O silêncio compactado que precedeu o primeiro lampejo do universo era o Verbo, o Logos eterno, respirando no ventre do ainda não-tempo; e, quando a luz irrompeu, foi o eco visível daquela Palavra primordial que, como um poema originou o cosmos. Desde então, toda a realidade segue na mesma melodia. 

As forças da gravidade, eletromagnetismo, interações nucleares que sustentam a criação, são os modos discretos com que o Verbo mantém o mundo coeso. A gravidade que faz as estrelas se abraçarem na imensidão, é o gesto silencioso de sua fidelidade. O eletromagnetismo, que organiza o movimento dos átomos e permite que cada forma exista, é a ternura matemática de sua mão. 
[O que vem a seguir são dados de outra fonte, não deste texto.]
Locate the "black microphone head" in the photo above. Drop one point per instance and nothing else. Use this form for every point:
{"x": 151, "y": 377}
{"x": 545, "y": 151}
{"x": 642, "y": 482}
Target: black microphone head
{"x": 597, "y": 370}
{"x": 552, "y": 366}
A força nuclear forte, que resiste ao caos dentro dos núcleos, revela sua persistência, e a força nuclear fraca, que permite ao sol acender-se sem violência, é o suspiro de um Deus que brilha sem ferir. 

Esses movimentos, que parecem arbitrários, revelam-se profundamente proporcionados, pois o Logos escreve o real como quem segue a curva de uma espiral áurea.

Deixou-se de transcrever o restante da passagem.